Just what is the best practice when it comes to hair in the lab? Should it be tied back and why?
In this article we will tell you all about it.
Should You Tie Your Your Hair Back in a Lab?
Yes you should tie your hair back in a lab. The hair, just like the rest of your body, can be exposed to harm in the lab.
Most safety rules in labs will recommend tying your hair while entering, and throughout the period you stay at the lab.
Turns out there are so many other reasons other than the obvious for tying your hair. Read on to find out just why it is so important to tie your hair back in a lab.
Why Should You Tie Your Hair Back in a Lab?
1. Loose hair could catch fire
If your lab includes heat sources, typically Bunsen burners, then your hair runs the risk of catching fire.
The risk of burns becomes even worse if your hair has been in contact with flammable liquids such as acetone and ethanol.
To protect your hair from possible flaming, it is recommended to tie your hair and use hair nets. This is especially for hair longer than 6 inches from your neck.
2. To avoid damage from chemical contact
Loose hair in the lab is more likely to get into contact with corrosive or flammable chemicals in the lab. This is likely to cause bleaching, drying, or even burning.
Some common corrosive chemicals in the lab include hydrochloric acid, sodium hydroxide, and flammable liquids such as ethanol.
3. To prevent contamination of the lab specimen
Apart from causing harm to yourself, loose hair puts the integrity of the lab to test. With loose hair, it is more likely to cause contamination either through contact or through shedding and falling into the specimen.
This is likely to affect the final results of the test and provide inaccurate results.
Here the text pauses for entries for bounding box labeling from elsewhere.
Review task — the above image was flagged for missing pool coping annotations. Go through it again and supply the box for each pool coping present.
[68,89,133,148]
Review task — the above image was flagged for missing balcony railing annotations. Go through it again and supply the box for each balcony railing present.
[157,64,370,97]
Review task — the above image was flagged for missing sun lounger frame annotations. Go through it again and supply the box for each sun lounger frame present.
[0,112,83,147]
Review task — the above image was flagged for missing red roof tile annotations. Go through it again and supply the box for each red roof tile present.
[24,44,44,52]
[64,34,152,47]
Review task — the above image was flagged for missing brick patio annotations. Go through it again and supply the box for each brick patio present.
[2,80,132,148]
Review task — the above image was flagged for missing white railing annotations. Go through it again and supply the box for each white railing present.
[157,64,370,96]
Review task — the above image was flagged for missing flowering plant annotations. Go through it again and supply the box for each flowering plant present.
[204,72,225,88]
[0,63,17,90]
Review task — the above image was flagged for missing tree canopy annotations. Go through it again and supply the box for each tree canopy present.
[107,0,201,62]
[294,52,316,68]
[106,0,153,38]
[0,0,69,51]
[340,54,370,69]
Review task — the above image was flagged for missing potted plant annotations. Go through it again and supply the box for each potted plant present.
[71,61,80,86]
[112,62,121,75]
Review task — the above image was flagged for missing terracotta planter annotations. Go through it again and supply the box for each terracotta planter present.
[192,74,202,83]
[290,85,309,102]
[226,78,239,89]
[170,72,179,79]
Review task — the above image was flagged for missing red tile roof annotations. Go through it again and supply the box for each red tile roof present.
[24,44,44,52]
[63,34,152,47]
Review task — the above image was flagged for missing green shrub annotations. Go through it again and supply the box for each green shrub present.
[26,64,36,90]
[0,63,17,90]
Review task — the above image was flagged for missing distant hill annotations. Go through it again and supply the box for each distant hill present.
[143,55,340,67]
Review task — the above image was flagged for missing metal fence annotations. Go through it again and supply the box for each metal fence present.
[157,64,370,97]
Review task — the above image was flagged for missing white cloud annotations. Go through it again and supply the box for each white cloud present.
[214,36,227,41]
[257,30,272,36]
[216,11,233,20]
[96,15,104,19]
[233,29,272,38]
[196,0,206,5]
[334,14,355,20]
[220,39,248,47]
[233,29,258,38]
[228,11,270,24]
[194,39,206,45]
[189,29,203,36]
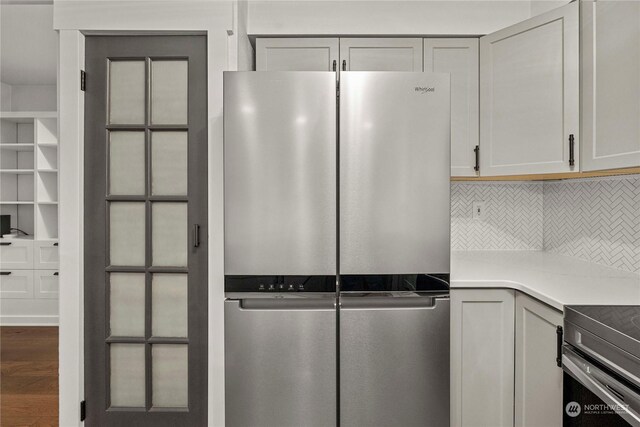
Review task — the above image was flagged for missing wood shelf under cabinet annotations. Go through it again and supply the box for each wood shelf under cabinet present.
[451,167,640,181]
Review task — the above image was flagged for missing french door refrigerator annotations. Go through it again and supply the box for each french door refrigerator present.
[224,72,450,426]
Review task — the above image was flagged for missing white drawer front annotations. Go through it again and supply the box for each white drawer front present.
[0,239,33,270]
[0,270,33,298]
[33,241,60,269]
[33,270,58,298]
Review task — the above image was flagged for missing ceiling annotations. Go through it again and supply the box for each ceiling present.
[0,2,58,85]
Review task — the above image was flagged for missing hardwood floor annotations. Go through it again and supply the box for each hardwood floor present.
[0,326,58,427]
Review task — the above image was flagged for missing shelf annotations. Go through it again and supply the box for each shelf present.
[0,111,58,123]
[0,200,34,205]
[0,143,34,151]
[0,169,33,175]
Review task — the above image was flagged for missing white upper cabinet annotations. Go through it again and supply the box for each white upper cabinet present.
[480,2,580,176]
[515,292,563,427]
[340,38,422,71]
[256,38,339,71]
[424,38,480,176]
[581,1,640,171]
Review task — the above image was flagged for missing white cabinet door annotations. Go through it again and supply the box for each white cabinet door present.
[0,239,33,270]
[515,292,562,426]
[33,270,58,299]
[340,38,422,71]
[480,2,580,176]
[424,38,480,176]
[0,269,33,299]
[581,1,640,171]
[451,289,515,427]
[33,240,59,269]
[256,38,339,71]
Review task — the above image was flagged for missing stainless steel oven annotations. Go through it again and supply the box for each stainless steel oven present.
[562,306,640,427]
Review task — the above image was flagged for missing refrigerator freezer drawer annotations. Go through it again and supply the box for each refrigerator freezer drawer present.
[224,72,337,275]
[340,297,449,427]
[340,72,451,274]
[225,298,337,427]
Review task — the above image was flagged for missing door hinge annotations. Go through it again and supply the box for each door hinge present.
[193,224,200,248]
[473,145,480,172]
[569,134,576,166]
[556,326,563,368]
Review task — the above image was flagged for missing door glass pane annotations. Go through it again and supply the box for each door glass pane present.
[151,60,188,125]
[151,132,187,196]
[151,344,189,408]
[151,274,187,338]
[110,344,145,407]
[109,273,144,337]
[109,60,145,124]
[109,132,145,195]
[109,202,146,266]
[151,203,187,267]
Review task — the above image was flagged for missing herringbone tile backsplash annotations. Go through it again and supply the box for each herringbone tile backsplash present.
[544,176,640,273]
[451,182,543,251]
[451,175,640,273]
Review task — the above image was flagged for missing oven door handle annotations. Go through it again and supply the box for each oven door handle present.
[562,347,640,426]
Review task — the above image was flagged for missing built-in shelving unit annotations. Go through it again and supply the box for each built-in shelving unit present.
[0,112,59,325]
[0,111,58,240]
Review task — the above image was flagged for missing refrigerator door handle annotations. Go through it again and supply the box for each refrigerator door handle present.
[237,297,336,311]
[340,295,449,310]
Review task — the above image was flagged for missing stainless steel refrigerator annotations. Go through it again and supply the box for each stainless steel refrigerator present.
[224,72,450,426]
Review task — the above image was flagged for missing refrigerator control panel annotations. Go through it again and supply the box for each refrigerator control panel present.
[224,276,336,293]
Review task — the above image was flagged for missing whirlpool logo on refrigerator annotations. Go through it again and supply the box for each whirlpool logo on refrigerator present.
[413,86,436,94]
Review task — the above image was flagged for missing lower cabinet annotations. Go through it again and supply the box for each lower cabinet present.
[0,269,33,299]
[515,292,562,427]
[451,289,562,427]
[33,270,58,298]
[451,289,515,427]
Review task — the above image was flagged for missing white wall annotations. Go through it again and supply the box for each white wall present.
[0,82,11,111]
[2,83,58,111]
[237,0,255,71]
[0,2,58,85]
[248,0,531,35]
[54,0,239,427]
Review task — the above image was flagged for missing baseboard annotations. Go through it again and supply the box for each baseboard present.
[0,316,58,326]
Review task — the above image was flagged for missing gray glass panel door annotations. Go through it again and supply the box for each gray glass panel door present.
[84,36,207,426]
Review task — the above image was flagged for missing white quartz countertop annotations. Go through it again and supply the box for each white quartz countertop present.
[451,251,640,310]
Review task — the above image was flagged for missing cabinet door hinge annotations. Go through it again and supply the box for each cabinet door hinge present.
[569,134,576,166]
[473,145,480,172]
[193,224,200,248]
[556,326,564,368]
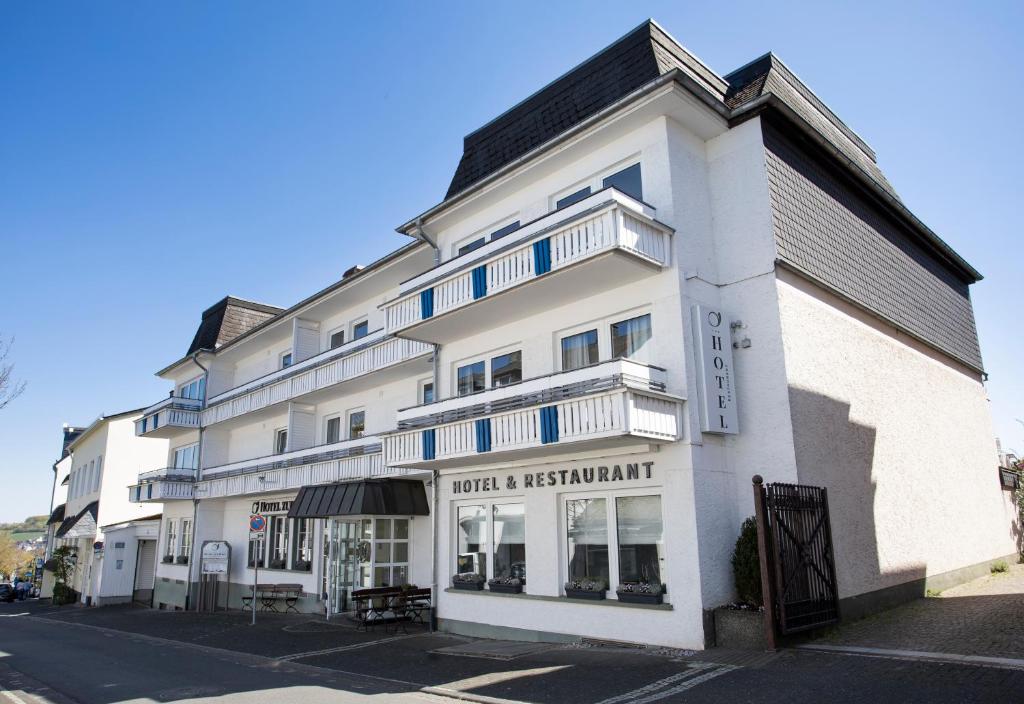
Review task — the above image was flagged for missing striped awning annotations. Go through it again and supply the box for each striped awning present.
[288,479,430,518]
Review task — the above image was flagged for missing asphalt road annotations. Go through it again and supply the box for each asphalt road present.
[0,605,1024,704]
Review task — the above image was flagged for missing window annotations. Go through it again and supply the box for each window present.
[348,410,367,440]
[457,360,486,396]
[172,443,199,470]
[562,329,600,371]
[611,313,651,358]
[178,518,191,562]
[292,518,313,572]
[490,350,522,387]
[324,415,341,444]
[374,518,409,586]
[555,186,590,210]
[488,220,519,241]
[178,377,206,401]
[455,505,487,576]
[266,514,288,570]
[164,519,178,561]
[565,498,610,583]
[565,495,665,589]
[601,164,643,201]
[615,496,665,584]
[459,237,484,256]
[492,503,526,583]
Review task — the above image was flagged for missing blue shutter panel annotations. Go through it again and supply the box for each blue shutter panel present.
[476,419,490,452]
[534,238,551,276]
[541,406,558,445]
[423,428,436,459]
[473,264,487,301]
[420,289,434,320]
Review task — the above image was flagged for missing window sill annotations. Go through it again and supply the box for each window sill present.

4. To prevent contamination of your hair
The nature of the lab means that there are a lot of harmful elements either from chemicals or specimens. Either of these in contact with your hair may cause damage.
In the case of the specimen, your hair may get contaminated with something harmful and cause scalp infection.
Hair is also close to your face and can easily transfer to your face or body. As a result, both your hair and body are exposed to unintended harm.
5. Long hair may interfere with vision
Long hair is more likely to cover your face and interfere with your ability to see clearly. This may cause challenges with doing business as usual in the laboratory. It may also interfere with your safety and cause you to bump into objects, spill chemicals and specimens or accidentally start a fire.
6. Long hair is a hazard around rotating equipment
Long hair will likely cause your hair to get damaged or get cut if you are unable to free it. Worse still, depending on the strength of the machine, it might pull the rest of your face and body to it causing grave bodily harm.
7. It’s a safety regulation
Many academic and industrial stations have enforced the same measures aimed at guaranteeing the safety of their students and employees.
The Occupational Safety and Health Administration (OSHA) warns against loose hair getting caught in moving parts.
This organization stipulates that “long hair should be secured in nets or caps.”
How to Tie Your Hair in a Lab
There are several ways to style your hair to ensure that you follow the safety regulations in labs. What’s more, some of these ways are incredibly stylish making you not only look good but feel secure.
1. Tied Back
This is the most popular way to tie your hair in the lab is you have long hair that gets to your face when let loose.
2. In a bun
A bun is great because it significantly shortens hair to a length that can be deemed safe.
Begin with clean and moisturized hair and gather it into a ponytail. Once tied and secured, split the ponytail into two halves.
Take one half and rotate around the base for a circular shape and repeat with the other. Secure with a rubber band or clip to hold it in place.
You may opt to braid your hair in a manageable style. This is great because it also reduces the everyday manipulation that would be hard if you had your natural hair out.
Some good hairstyles to try out include cornrow variations as well as box braids. Just make sure to secure it in place preferably in a bun to prevent any accidents.
3. Wear protective gear
Lab regulations require protective gear to keep your hair safe and secure. You may opt for a hair net and a waterproof cap just in case to prevent any liquids from seeping into your hair through your hair net.
5. Go for a shorter cut
In case you want to try something new and creative, a shorter cut might just be the answer. You may choose to style and color it in unique ways ending up with a brand new hairstyle.
Apart from having an entirely new look, you will also be keeping yourself safe and preserving the integrity of lab results.